Baltimore, Bullock’s orioles will retain separate identities
By Pat Leonard
A half-century of controversy over two popular bird species may have finally come to an end.
In one corner: the Bullock’s oriole, found in the western half of North America. In the other corner: the Baltimore oriole, from the eastern half. Where their ranges meet in the Great Plains, the two mix freely and produce apparently healthy hybrid offspring. The controversy: Are Bullock’s and Baltimore one species or two?
According to scientists from the Cornell Lab of Ornithology, hybridization is a dead end, and Bullock’s and Baltimore orioles will remain separate species. Findings from the new study were published Aug. 3 in The Auk.
“The debate over whether Bullock’s and Baltimore orioles are one species or two goes to the very heart of what defines a species,” said lead author Jennifer Walsh, a postdoctoral researcher at the Cornell Lab. “For a long time, that definition included the inability of one species to reproduce with any other. Bullock’s and Baltimore orioles clearly can mate where their ranges overlap in the hybrid zone, but that’s not the whole story.”
The oriole conundrum began with the birds long considered to be two distinct species.
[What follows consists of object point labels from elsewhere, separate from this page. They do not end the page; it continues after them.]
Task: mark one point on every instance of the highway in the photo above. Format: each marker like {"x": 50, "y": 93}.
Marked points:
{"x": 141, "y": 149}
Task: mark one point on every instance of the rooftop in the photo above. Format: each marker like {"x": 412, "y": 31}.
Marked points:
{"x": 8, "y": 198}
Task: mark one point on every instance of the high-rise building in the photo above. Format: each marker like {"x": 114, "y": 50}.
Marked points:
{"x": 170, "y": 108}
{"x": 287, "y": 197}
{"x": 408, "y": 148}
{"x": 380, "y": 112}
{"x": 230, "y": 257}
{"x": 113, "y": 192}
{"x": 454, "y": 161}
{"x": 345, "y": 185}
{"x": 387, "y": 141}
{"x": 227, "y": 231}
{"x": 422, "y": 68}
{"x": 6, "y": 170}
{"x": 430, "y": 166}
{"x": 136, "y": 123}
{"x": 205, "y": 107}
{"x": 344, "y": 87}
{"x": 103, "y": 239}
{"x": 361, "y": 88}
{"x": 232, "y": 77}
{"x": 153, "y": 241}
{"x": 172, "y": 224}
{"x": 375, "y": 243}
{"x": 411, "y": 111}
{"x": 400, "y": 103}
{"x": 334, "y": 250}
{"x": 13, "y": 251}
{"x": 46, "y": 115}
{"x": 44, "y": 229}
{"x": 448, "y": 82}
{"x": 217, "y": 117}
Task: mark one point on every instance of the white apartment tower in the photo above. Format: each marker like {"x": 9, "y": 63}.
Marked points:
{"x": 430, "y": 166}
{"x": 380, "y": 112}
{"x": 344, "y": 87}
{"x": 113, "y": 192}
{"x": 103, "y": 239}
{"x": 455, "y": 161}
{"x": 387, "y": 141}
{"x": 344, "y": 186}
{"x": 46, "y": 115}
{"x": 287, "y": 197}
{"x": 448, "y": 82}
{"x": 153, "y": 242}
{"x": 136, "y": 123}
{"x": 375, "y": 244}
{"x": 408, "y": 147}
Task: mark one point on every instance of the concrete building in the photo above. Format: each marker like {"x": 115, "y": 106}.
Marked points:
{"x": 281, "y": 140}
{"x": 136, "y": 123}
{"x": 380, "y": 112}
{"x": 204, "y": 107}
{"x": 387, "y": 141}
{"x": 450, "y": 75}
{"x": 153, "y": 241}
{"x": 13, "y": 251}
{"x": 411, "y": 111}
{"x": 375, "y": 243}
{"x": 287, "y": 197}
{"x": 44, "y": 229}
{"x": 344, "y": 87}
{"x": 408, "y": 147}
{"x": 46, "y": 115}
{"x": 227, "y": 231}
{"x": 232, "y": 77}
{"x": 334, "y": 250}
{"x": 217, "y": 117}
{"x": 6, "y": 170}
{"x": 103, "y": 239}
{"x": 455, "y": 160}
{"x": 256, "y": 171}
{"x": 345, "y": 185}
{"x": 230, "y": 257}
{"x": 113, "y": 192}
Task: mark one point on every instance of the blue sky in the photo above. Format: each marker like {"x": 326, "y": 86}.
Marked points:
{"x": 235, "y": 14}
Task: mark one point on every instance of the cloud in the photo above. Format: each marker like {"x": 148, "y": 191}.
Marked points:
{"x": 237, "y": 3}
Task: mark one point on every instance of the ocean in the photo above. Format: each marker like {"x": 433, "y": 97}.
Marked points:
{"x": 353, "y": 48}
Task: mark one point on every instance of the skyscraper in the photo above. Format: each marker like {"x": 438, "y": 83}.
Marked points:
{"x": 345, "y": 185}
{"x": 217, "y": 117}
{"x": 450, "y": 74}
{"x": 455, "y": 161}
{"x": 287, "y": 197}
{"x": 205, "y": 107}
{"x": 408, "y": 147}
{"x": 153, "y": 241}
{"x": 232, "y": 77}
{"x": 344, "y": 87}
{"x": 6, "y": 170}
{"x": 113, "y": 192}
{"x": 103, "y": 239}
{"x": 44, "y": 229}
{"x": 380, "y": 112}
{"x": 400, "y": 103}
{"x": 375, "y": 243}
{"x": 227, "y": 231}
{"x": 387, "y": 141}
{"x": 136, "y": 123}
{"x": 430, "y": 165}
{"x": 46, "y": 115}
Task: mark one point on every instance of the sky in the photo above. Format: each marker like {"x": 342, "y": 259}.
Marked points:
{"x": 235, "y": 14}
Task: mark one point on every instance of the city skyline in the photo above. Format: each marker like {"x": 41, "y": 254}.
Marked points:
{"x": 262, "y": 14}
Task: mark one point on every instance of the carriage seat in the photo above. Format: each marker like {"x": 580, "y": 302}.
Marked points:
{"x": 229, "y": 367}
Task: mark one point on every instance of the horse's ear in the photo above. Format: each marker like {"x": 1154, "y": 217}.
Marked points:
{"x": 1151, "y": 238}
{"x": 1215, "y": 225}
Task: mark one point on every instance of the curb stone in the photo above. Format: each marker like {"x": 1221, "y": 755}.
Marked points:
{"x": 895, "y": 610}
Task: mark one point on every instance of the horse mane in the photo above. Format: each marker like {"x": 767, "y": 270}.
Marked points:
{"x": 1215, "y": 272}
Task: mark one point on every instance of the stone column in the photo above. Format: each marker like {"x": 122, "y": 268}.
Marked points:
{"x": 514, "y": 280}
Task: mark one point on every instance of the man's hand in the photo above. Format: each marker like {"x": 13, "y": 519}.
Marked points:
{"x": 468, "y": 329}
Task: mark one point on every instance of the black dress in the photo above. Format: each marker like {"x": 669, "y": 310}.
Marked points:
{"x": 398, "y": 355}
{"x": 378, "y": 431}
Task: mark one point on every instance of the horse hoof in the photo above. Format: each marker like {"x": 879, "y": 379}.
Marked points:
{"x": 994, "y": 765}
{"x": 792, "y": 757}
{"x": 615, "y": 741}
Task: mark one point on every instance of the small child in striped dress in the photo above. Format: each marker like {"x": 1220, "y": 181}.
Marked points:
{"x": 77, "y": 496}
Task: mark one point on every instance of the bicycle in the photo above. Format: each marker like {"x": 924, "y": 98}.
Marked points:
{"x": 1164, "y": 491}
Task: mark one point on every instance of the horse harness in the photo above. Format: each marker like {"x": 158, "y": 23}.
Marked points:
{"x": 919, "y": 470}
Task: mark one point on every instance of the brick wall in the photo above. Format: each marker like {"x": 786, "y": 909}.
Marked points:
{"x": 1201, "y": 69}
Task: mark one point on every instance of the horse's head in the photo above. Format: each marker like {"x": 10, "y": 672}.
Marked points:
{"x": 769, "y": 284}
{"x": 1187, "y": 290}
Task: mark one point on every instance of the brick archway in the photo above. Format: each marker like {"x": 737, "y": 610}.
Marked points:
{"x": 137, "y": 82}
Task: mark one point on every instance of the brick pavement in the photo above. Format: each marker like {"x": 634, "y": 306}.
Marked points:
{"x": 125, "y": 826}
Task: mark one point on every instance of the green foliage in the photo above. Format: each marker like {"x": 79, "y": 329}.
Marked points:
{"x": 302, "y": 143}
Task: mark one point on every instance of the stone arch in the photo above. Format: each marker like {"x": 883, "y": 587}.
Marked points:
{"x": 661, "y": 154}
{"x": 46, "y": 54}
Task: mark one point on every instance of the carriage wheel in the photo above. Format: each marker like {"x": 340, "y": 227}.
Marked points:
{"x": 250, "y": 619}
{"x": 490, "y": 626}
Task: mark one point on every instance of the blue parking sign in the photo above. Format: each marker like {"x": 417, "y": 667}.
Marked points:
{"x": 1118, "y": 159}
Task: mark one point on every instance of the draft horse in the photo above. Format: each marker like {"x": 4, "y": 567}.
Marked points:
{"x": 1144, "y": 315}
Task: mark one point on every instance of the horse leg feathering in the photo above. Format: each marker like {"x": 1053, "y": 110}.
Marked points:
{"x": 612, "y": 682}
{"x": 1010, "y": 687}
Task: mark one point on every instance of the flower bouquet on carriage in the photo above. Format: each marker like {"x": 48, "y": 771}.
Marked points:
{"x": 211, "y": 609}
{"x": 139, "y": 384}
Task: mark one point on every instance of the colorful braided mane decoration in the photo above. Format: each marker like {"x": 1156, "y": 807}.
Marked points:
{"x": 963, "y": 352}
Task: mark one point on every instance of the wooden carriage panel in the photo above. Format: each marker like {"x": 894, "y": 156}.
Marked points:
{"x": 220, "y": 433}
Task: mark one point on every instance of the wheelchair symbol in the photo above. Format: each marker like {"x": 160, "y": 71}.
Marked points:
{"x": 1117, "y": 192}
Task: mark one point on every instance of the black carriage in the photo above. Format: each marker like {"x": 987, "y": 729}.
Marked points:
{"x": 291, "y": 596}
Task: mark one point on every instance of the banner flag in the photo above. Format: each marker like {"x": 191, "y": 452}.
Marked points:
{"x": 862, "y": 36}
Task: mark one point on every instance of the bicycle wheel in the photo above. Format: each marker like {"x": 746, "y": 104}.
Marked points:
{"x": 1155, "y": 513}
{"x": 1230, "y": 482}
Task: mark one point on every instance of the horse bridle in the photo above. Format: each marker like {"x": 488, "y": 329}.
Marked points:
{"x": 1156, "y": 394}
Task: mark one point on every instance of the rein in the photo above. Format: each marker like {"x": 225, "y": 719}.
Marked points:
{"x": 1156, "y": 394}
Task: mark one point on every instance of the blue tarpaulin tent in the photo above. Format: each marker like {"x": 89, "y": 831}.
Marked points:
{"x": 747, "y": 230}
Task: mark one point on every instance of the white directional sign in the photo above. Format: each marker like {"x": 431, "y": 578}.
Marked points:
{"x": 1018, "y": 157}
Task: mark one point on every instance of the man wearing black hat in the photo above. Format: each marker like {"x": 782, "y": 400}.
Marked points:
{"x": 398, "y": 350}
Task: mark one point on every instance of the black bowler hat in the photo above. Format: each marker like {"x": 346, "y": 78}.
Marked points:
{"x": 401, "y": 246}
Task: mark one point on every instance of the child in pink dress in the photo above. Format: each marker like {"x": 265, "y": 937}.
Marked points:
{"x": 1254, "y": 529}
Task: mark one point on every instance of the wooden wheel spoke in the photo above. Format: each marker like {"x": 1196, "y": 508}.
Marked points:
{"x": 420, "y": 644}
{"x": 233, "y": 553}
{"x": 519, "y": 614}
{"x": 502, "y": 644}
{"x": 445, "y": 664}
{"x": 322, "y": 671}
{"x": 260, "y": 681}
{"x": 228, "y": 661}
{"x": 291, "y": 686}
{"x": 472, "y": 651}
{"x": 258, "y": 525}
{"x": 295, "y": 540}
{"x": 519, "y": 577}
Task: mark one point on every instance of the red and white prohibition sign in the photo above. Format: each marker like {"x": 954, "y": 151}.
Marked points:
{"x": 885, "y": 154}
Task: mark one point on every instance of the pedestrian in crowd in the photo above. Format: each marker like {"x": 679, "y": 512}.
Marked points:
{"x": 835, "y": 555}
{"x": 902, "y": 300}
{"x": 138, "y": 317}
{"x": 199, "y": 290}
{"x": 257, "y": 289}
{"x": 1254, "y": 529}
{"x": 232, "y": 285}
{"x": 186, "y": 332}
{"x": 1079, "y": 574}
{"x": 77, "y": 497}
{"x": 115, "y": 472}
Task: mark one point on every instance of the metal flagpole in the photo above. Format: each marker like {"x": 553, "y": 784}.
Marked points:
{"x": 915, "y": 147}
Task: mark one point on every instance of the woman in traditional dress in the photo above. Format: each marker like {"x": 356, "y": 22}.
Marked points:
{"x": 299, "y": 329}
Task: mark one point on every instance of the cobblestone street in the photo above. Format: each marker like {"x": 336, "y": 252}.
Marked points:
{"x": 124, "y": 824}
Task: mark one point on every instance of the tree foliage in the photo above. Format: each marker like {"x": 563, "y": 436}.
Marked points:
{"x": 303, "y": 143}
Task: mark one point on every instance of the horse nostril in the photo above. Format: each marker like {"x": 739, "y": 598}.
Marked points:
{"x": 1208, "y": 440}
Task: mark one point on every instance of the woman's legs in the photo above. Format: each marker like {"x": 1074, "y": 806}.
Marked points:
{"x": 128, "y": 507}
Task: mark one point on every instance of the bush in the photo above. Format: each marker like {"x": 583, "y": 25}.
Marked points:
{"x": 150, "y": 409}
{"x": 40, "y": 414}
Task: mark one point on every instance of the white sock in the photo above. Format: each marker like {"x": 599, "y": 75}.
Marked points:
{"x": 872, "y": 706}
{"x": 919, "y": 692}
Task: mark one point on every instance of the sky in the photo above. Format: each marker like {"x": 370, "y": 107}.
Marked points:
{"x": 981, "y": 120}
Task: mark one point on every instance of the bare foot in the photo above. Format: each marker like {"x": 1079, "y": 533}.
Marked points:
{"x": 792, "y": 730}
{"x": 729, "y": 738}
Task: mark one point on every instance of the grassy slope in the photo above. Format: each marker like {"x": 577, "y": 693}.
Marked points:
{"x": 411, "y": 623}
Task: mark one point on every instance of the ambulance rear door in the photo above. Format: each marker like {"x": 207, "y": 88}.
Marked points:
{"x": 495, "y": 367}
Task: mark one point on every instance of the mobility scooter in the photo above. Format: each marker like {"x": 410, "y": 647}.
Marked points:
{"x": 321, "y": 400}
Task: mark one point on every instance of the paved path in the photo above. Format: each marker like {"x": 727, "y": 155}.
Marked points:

But the discovery that they interbreed caused the Bullock’s and Baltimore orioles to be lumped together under the name Northern oriole in 1983, much to the consternation of birders and some biologists who felt that these birds were each highly distinct. In 1995, the American Ornithological Union reversed course and split them back into two separate species. According to Cornell Lab researchers, this study may finally settle the lump-or-split debate.
The researchers examined genetic markers from almost 300 orioles – Bullock’s, Baltimore and many hybrids – from the woodlands on the banks of the Platte River in Nebraska and Colorado. They found the oriole hybrid zone has been shrinking since it was first intensively studied in the 1950s. The scientists say if hybridization conferred any survival advantage, the zone would have gotten bigger, with more mixing of genes between the parent species, and more hybrids. Instead, ongoing natural selection pressures are limiting the expansion of the hybrid zone and preventing the homogenization of the two species.
“I call hybrid zones the ‘supercolliders of speciation,’” said Irby Lovette, co-author and director of the Lab’s Fuller Evolutionary Biology Program. “Through these special matings, genes and traits are mixing and matching in new combinations – all of which helps us learn more about where biodiversity comes from and, therefore, how new species arise.”
The orioles are not alone in their flexible mating standards: About 10% of the world’s bird species hybridize. Hybrid zones exist in the U.S. for black-capped and Carolina chickadees, indigo and lazuli buntings, and others. But not all hybrid zones are following the same pattern as that of the orioles. For example, blue-winged and golden-winged warblers have hybridized so much they may be moving toward a merger of the two species.
“We’re learning that hybrid zones are really very dynamic, shifting and changing over time,” said study author Shawn Billerman, Cornell Lab extension associate in information science. “That aspect of hybrid zones has become recognized as common and widespread in the past 10 to 20 years with the rapid improvement in genetic sequencing.”
The researchers’ next steps are to identify the specific factors that are limiting oriole hybrid expansion; sequence the entire genome for both Bullock’s and Baltimore orioles; and determine the specific genes that cause differences in the appearance and behavior of the two orioles.
This work was supported by the National Science Foundation and by the Fuller Evolutionary Biology Lab at the Cornell Lab of Ornithology.
Pat Leonard is a staff writer at the Cornell Lab of Ornithology.